According to Gartner the share of cloud-based MDM deployment has increased from 19% in 2017 year to 24 % in 2018 and I am sure that number will increase again this year. But does it come as SaaS (Software as a Service), PaaS (Platform as a Service) or IaaS (Infrastructure as a Service)? And what about DaaS (Data as a Service). Learn more in the post MDM, Cloud, SaaS, PaaS, IaaS and DaaS.

Extended MDM Platforms

There is a tendency on the Master Data Management (MDM) market that solutions providers aim to deliver an extended MDM platform to underpin customer experience efforts. Such a platform will not only handle traditional master data, but also reference data, big data (as in data lakes) as well as linking to transactions. Learn more in the post Extended MDM Platforms.

AI and MDM

There is an interdependency between MDM and Artificial Intelligence (AI). AI and Machine Learning (ML) depends on data quality, that is sustained with MDM, as examined in the post Machine Learning, Artificial Intelligence and Data Quality. And you can use AI and ML to solve MDM issues as told in the post Six MDM, AI and ML Use Cases.

IoT and MDM

The scope of MDM will increase with the rise of Internet of Things (IoT) as reported in the post IoT and MDM. Probably we will see the highest maturity for that first in Industrial Internet of Things (IIoT), also referred to as Industry 4.0, as pondered in the post IIoT (or Industry 4.0) Will Mature Before IoT.

Ecosystem wide MDM

Doing Master Data Management (MDM) enterprise wide is hard enough. But it does not stop there. Increasingly every organization will be an integrated part of a business ecosystem where collaboration with business partners will be a part of digitalization and thus we will have a need for working on the same foundation around master data. Learn more in the post Multienterprise MDM.

Six MDM, AI and ML Use Cases

One of the hottest trends in the Master Data Management (MDM) world today is how to exploit Artificial Intelligence (AI) and ignite that with Machine Learning (ML).

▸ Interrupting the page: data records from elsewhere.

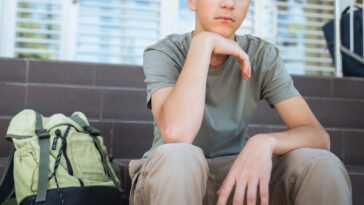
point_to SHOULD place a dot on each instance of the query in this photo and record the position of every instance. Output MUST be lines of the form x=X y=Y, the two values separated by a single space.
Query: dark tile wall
x=114 y=97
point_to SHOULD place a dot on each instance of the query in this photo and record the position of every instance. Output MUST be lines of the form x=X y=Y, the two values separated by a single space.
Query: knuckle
x=250 y=198
x=238 y=200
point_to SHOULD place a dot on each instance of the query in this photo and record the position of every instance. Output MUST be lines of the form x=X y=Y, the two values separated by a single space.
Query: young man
x=203 y=88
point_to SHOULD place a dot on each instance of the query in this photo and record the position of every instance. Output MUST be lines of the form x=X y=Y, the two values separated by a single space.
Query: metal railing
x=339 y=48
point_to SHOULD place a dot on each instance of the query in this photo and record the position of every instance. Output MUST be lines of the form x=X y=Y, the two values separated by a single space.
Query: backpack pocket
x=86 y=159
x=26 y=169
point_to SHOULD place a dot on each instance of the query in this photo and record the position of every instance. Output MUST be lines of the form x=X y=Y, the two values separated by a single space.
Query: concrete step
x=356 y=174
x=331 y=112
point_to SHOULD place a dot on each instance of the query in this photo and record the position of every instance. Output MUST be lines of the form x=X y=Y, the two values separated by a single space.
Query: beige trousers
x=179 y=174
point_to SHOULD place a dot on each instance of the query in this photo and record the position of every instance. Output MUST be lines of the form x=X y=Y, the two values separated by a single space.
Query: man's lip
x=226 y=18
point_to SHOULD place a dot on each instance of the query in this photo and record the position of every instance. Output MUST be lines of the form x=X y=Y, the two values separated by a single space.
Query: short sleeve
x=160 y=70
x=276 y=83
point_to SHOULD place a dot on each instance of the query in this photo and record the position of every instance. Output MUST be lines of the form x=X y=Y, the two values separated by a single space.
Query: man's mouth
x=225 y=18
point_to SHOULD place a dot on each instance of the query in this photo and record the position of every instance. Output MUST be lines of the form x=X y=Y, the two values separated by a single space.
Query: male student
x=203 y=88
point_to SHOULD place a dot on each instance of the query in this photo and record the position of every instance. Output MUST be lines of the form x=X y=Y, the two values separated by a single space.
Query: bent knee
x=179 y=156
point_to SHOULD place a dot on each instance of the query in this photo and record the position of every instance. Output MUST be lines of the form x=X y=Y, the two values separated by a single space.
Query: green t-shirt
x=230 y=101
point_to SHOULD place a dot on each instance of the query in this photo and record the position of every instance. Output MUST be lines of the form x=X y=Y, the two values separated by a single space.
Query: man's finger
x=225 y=190
x=251 y=195
x=264 y=191
x=239 y=194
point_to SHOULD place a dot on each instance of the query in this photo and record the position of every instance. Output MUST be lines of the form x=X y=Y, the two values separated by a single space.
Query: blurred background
x=117 y=31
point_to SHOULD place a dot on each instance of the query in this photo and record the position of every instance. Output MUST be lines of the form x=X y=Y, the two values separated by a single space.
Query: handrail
x=340 y=48
x=338 y=57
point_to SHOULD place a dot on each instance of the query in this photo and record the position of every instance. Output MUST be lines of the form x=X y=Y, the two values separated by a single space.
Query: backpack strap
x=43 y=136
x=7 y=180
x=104 y=157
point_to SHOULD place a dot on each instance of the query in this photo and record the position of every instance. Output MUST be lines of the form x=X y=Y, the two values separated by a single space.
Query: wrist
x=266 y=140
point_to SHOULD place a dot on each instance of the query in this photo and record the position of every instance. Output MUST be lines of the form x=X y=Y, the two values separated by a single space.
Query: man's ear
x=192 y=4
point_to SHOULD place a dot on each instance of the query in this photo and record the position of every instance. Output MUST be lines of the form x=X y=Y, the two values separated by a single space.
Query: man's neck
x=218 y=60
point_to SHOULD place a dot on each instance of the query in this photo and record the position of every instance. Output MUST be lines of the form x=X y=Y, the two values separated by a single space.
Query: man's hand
x=223 y=46
x=250 y=172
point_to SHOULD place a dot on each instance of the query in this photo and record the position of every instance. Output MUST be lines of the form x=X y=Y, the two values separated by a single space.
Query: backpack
x=57 y=160
x=352 y=62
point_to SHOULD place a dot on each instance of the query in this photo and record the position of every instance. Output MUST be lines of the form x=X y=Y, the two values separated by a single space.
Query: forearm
x=182 y=112
x=310 y=136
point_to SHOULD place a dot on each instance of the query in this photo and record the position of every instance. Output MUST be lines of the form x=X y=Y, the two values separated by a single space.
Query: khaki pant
x=179 y=174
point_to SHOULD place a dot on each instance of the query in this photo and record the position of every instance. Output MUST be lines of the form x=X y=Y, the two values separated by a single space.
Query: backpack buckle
x=92 y=131
x=42 y=134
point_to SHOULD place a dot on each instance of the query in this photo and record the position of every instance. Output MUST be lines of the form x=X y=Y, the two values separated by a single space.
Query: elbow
x=324 y=138
x=176 y=135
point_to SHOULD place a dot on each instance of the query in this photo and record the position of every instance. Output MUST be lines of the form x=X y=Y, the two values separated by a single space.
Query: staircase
x=113 y=97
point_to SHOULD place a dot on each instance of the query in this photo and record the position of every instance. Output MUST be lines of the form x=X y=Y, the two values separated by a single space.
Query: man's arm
x=178 y=111
x=304 y=128
x=253 y=165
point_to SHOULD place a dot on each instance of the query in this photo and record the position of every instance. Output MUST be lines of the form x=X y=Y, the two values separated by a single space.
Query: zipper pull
x=58 y=135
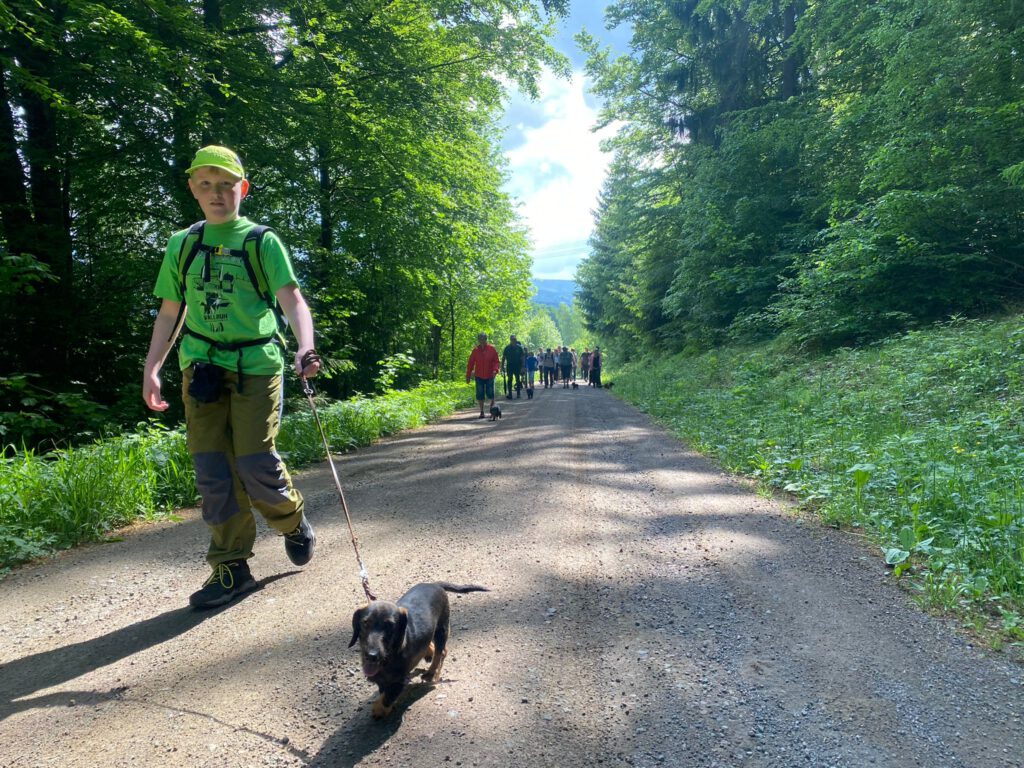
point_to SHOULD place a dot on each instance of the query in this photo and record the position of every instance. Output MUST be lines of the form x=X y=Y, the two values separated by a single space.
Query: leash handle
x=307 y=390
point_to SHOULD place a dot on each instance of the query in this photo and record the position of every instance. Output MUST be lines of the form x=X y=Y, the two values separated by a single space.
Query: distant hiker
x=223 y=284
x=532 y=363
x=565 y=363
x=595 y=368
x=483 y=364
x=548 y=368
x=512 y=357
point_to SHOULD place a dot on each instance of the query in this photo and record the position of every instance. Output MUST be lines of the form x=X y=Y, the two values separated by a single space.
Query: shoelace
x=218 y=576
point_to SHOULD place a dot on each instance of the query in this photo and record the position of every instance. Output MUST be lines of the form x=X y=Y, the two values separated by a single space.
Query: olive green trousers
x=238 y=468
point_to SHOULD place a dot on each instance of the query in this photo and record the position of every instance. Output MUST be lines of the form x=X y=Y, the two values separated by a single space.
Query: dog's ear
x=357 y=625
x=399 y=630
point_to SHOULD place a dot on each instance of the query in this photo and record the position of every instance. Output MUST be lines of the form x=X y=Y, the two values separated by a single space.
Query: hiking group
x=519 y=367
x=227 y=287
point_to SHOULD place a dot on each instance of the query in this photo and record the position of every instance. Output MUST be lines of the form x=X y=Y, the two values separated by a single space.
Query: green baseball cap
x=218 y=157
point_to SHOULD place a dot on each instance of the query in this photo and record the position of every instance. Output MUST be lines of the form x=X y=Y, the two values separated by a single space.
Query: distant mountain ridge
x=554 y=292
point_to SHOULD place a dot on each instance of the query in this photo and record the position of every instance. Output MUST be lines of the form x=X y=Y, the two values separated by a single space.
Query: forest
x=369 y=129
x=827 y=173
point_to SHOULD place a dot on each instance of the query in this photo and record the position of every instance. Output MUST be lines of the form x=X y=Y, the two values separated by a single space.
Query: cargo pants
x=231 y=442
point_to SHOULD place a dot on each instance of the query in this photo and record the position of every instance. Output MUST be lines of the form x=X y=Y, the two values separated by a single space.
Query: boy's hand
x=151 y=393
x=307 y=363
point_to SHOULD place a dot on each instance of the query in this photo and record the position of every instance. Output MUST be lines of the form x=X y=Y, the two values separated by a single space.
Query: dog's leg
x=433 y=674
x=385 y=701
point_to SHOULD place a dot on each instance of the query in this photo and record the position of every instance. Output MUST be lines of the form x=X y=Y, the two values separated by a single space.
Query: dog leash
x=307 y=390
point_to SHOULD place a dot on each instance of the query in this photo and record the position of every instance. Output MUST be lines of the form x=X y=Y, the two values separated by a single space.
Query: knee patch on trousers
x=216 y=485
x=264 y=478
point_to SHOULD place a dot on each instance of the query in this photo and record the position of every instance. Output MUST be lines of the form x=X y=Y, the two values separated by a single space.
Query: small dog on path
x=393 y=638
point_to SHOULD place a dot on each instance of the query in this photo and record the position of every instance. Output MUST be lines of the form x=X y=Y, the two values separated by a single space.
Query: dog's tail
x=462 y=589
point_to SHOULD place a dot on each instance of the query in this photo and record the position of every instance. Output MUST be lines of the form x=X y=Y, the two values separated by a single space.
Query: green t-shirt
x=227 y=307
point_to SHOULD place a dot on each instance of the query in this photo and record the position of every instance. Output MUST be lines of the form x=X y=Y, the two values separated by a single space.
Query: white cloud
x=557 y=169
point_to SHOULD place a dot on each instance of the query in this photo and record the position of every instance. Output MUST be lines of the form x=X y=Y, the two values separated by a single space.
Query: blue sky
x=554 y=157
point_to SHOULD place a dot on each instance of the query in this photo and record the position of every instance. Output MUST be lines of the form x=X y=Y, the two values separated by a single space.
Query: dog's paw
x=380 y=710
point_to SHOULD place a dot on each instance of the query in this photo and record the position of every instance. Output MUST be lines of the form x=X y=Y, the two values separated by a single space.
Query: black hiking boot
x=299 y=544
x=227 y=581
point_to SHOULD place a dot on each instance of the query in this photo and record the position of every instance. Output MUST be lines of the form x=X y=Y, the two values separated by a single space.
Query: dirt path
x=646 y=610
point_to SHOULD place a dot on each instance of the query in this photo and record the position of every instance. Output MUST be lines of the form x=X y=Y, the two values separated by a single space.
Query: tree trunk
x=326 y=215
x=48 y=312
x=15 y=216
x=791 y=65
x=215 y=129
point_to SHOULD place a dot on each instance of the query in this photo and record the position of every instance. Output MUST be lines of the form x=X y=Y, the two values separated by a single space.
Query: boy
x=231 y=358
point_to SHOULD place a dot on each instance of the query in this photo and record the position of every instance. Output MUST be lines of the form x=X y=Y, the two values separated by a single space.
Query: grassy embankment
x=56 y=501
x=915 y=440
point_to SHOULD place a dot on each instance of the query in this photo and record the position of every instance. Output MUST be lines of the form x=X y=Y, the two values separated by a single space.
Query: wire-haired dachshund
x=394 y=637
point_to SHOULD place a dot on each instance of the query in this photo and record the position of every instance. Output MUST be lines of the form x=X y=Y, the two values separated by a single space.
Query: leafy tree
x=370 y=131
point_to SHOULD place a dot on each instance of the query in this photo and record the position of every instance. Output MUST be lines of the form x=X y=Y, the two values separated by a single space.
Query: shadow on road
x=361 y=735
x=40 y=671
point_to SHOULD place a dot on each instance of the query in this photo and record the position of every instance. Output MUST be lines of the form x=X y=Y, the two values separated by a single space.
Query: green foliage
x=916 y=439
x=81 y=494
x=370 y=132
x=834 y=172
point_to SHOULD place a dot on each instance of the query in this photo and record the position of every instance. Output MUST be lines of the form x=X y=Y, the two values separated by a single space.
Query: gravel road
x=646 y=610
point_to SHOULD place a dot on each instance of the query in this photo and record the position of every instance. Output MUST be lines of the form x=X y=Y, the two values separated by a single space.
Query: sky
x=554 y=158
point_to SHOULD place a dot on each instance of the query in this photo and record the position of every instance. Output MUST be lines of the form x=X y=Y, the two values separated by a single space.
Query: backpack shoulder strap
x=189 y=250
x=186 y=255
x=253 y=260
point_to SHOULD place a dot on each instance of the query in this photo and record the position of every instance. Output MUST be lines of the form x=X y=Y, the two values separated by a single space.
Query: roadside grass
x=916 y=440
x=54 y=501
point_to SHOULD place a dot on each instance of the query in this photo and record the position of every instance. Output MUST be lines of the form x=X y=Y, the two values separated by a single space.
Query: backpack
x=192 y=247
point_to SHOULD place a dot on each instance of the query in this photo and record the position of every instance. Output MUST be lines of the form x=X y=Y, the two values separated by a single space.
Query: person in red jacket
x=484 y=364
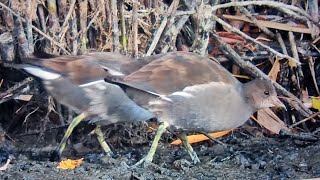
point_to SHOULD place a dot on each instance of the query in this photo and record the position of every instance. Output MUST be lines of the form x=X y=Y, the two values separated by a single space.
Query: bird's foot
x=195 y=159
x=144 y=162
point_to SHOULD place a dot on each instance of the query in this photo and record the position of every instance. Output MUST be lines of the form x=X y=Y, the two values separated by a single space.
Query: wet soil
x=245 y=157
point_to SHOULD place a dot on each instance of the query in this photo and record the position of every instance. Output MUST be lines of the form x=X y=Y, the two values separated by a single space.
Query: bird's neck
x=247 y=90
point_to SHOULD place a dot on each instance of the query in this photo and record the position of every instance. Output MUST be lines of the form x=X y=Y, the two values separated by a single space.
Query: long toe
x=144 y=162
x=195 y=159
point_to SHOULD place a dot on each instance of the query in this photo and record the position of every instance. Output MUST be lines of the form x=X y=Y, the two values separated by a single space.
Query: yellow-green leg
x=189 y=148
x=155 y=142
x=56 y=154
x=101 y=140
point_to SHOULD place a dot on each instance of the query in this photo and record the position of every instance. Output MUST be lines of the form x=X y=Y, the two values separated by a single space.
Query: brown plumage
x=188 y=92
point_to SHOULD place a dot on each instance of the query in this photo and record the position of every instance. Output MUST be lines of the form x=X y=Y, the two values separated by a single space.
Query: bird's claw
x=144 y=162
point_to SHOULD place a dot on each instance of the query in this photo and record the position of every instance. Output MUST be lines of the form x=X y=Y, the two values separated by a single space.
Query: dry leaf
x=273 y=74
x=69 y=164
x=200 y=137
x=270 y=121
x=4 y=167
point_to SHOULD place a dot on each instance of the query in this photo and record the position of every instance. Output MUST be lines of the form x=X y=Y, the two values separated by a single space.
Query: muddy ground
x=247 y=156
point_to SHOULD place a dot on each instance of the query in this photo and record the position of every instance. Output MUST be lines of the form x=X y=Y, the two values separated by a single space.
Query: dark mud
x=246 y=157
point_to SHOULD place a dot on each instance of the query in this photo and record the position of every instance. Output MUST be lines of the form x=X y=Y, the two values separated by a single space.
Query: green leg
x=57 y=153
x=102 y=141
x=152 y=151
x=189 y=148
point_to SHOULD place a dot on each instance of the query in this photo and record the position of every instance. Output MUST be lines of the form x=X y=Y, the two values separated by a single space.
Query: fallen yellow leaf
x=200 y=137
x=69 y=164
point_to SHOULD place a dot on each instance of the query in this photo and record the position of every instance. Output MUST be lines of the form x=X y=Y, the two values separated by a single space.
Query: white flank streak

This aspiration is not new. It has been something that have been going on for years and you may argue about when computerized decision support and automation goes from being applying advanced algorithms to being AI. However, the AI and ML theme is getting traction today as part of digital transformation and whatever we call it, there are substantial business outcomes to pursue.

As told in the post Machine Learning, Artificial Intelligence and Data Quality perhaps all use cases for applying AI is dependent on data quality and MDM is playing a crucial role in sustaining data quality efforts.

Some of the use cases for AI and ML in the MDM realm I have come across over the years are:

6 MDM, AI and ML use cases

Translating between taxonomies: As reported in the post Artificial Intelligence (AI) and Multienterprise MDM emerging technologies can help in translating between the taxonomies in use when digital transformation sets a new bar for utilizing master data in business ecosystems.

Transforming unstructured to structured: A lot of data is kept in an unstructured way and to in order to systematically exploit these data in AI supported business process we need make data more structured. AI and ML can help with that too.

Data quality issue prevention: Simple rules for checking integrity and validating data is good – but unfortunately not good enough for ensuring data quality. AI is a way to exploit statistical methods and complex relationships.

Categorizing data: Digital transformation, spiced up with increasing compliance requirements, has made data categorization a must and AI and ML can be an effective way to solve this task that usually is not possible for humans to cover across an enterprise.

Data matching: Establishing a link between multiple descriptions of the same real-world entity across an enterprise and out to third party reference data has always been a pain. AI and ML can help as examined in the post The Art in Data Matching.

Improving insight: The scope of MDM can be enlarged to Extended MDM Platforms where other data as transactions and big data is used to build a 360-degree of the master data entities. AI and ML is a prerequisite to do that.